The clearest example appears in Chapter 5. Rouault writes that the chapter "contains occasional circular reasoning" because, after asserting that "culture should be seen from multiple perspectives rather than a single, static, dichotomous perspective," the authors "proceed to generalize about nonverbal communication" across broad cultural and national groups. He then notes a further claim that Cantonese bilinguals "consistently" shift between Western thinking patterns when using low-context language and Eastern spiral or circular thinking patterns when using high-context language, although the authors' own cited studies show inconsistent results across sub-samples.

As Rouault presents it, the book appears at that moment to practise the reduction it has just warned against. It names the need for multiple perspectives, then moves back into broad cultural classification. Rouault sees this clearly enough to name the problem, but treats it as one limitation among others rather than as something that might call the book's form of thinking into question.

That is what can happen when a book is judged mainly against its own declared aims. A contradiction can be noticed without becoming central. A fault can be registered without asking whether it reveals something about the form of thinking the book is using. Rouault's review is careful and professionally even-handed. But the even-handedness leaves the deeper question almost untouched.

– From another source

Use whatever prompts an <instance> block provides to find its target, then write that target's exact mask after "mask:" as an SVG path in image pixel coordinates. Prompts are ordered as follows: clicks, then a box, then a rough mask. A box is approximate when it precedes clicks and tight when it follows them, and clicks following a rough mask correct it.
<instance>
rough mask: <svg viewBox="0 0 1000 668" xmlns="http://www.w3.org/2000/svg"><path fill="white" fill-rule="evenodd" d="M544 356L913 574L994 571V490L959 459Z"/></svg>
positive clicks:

Its particular value in this review of reviews is that the pattern appears in a small, manageable form. Rouault notices a contradiction between what the book says about culture and what, in his account, it goes on to do with cultural categories. But the contradiction remains a limited flaw rather than becoming a question about the book's way of thinking. That is what makes the review useful here. It lets us see how easily a deeper problem can be registered, named, and then contained.